El singular inframundo de una villa en Lugano
Estreno. En Ciudad Oculta, un joven tiene sueños recurrentes con un amigo asesinado. Una obra del director argentino-brasileño Francisco Bouzas.
En el arte, la miseria es una tentación: para quienes buscan obtener un rédito de su representación, para quienes utilizan la marginalidad con el fin de descargar una visión sumaria de las cosas, para quienes pretenden fijar una palabra última sobre el estado del mundo (casi siempre amparados en alguna declinación del realismo). Antes de filmar Ciudad Oculta, el director argentino-brasileño Francisco Bouzas había empezado un documental sobre la murga Los locos no se ocultan. El trabajo en el lugar lo llevó a imaginar una película de ficción junto a los entrevistados. El cineasta explica que la producción y el rodaje fueron procesos colectivos que se nutrieron de los espacios, los conflictos y las experiencias de los chicos de la zona. El prejuicio puede preparar mal al público, que tal vez anticipe (equivocándose) un film pobre y mal confeccionado, que reclame un juicio piadoso, una limosna estética y en donde los marginales ejecuten alguna coreografía previsible y esperada por los espectadores que no comparten su realidad. Ciudad Oculta interrumpe ese tipo de transacciones. Sin renunciar a narrar la vida en la villa (Ciudad Oculta es el nombre de la Villa 15 en Lugano), Bouzas y su equipo hacen algo más: dicen que el día a día en un asentamiento desborda por igual el tratamiento sensacionalista del periodismo y el paternalismo de la corrección política. Como si la villa fuera otra cosa, algo más hondo, más espeso, un territorio que cruza planos de la existencia, un umbral que conecta a los vivos con seres de otro orden.

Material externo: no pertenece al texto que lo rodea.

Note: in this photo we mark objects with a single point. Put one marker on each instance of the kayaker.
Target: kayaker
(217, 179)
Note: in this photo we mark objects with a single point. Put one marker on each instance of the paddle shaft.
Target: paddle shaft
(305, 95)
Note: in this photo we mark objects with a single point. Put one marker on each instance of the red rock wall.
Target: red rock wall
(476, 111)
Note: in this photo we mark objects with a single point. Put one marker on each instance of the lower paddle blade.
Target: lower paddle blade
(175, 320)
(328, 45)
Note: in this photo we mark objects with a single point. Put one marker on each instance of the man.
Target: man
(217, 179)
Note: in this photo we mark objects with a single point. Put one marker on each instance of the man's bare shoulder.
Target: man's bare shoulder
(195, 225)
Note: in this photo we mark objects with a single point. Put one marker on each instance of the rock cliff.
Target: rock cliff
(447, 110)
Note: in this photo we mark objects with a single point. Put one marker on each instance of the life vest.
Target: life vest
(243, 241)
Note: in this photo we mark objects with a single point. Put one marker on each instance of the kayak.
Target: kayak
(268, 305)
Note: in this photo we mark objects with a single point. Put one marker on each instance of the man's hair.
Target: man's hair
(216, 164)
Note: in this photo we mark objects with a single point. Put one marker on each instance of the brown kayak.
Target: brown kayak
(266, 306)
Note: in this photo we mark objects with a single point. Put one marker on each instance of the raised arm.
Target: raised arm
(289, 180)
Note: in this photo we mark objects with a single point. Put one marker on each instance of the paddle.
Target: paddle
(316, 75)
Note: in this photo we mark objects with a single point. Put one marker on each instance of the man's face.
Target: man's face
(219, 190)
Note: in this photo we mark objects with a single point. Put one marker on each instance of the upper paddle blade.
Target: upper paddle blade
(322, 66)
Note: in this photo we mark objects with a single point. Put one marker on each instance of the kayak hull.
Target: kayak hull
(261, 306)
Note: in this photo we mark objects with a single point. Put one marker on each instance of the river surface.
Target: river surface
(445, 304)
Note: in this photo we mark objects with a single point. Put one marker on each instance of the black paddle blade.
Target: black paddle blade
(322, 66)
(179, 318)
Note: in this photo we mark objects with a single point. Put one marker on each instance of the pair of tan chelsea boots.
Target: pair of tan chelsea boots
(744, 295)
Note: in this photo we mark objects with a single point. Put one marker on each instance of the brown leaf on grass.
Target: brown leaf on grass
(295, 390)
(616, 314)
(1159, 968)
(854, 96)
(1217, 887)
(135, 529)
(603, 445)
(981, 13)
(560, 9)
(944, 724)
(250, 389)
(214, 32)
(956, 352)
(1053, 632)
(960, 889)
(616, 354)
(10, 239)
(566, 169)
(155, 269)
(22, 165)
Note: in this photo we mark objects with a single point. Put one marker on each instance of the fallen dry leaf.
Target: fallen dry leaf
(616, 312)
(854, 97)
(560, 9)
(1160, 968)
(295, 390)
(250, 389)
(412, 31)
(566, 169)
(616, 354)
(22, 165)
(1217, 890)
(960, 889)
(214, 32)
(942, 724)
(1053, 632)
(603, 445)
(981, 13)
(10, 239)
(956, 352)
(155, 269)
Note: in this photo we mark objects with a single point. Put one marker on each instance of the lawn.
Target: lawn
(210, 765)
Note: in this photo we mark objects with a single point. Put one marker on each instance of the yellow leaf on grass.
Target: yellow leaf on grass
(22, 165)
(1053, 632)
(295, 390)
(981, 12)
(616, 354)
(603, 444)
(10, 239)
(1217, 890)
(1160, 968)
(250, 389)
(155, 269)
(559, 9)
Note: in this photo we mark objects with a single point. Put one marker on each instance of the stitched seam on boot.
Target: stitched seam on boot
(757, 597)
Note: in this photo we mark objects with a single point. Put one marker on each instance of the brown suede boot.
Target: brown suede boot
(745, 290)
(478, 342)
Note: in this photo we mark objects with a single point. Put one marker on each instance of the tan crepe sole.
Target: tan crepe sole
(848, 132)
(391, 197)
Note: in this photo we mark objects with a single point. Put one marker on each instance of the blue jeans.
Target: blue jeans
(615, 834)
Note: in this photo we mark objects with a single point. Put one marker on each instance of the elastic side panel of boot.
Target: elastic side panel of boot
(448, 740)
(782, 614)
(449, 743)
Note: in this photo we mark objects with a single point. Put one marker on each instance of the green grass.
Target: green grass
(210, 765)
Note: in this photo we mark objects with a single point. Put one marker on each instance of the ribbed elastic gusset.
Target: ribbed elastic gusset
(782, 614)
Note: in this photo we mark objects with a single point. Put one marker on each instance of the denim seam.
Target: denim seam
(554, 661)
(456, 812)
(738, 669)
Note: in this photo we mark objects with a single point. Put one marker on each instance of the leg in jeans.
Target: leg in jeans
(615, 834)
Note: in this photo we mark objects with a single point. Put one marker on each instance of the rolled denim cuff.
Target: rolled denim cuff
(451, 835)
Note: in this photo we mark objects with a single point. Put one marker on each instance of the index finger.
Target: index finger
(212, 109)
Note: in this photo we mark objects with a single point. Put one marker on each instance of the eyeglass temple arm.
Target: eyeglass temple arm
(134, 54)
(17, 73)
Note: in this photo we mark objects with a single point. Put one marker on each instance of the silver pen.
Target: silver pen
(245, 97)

La historia es simple, sin embelecos: dos amigos de la infancia, Iki y Jonás, están distanciados. El primero vuelve al barrio después de haber jugado al fútbol en Paraguay, le trae un regalo a Jonás, pero este es detenido y falta a la cita. Al día siguiente lo liberan, pero ya es tarde: Iki aparece muerto, presumiblemente a manos de narcos. El reencuentro queda trunco. Los amigos de Iki rehacen sus rutinas pero Jonás queda aplastado por el duelo, no puede dedicarse a su peluquería, Iki se le aparece en visiones y un comisario lo acecha.
El universo invocado por el director es claro: las coordenadas fantásticas remiten al terror y el tono seco y hostil de la atmósfera que rodea a los protagonistas trae, aunque sea en filigrana, la memoria distante del policial negro. Con esos elementos, Bouzas trama un extraño malabarismo. La película se alimenta de la energía vital de los géneros, pero sin ceñirse del todo a sus exigencias, como si el film tuviera un plan propio que seguir donde los fantasmas, las alucinaciones o los presagios no fueran un punto de llegada sino, al contrario, un horizonte sobre el cual se emprenden otros caminos. Donde el prejuicio indica que debería haber paredes descascaradas, violencia doméstica o rincones sórdidos, Ciudad Oculta filma habitaciones coloridas y decoradas hasta el último detalle, escenas de una calidez justa y nunca exagerada y espacios que invocan lo mágico (aunque sea una magia negra) antes que la observación sociológica.
La película descoloca. Donde supuestamente debiera emerger la contundencia del sensacionalismo, Bouzas repone el registro de lo fantástico haciendo que lo real no sea nunca un dato duro sino el reverso de otra cosa oscura, terrible. El héroe, para colmo, pasa una buena parte del relato paralizado, entregado al duelo y al mutismo. En última instancia, de lo que se trata es de poder narrar eludiendo los lugares cristalizados. En todo caso, seguir a un puñado de personajes marginales es una empresa que exige filmar desde cero, de nuevo, contra los intereses creados de las películas moralistas y amarillistas.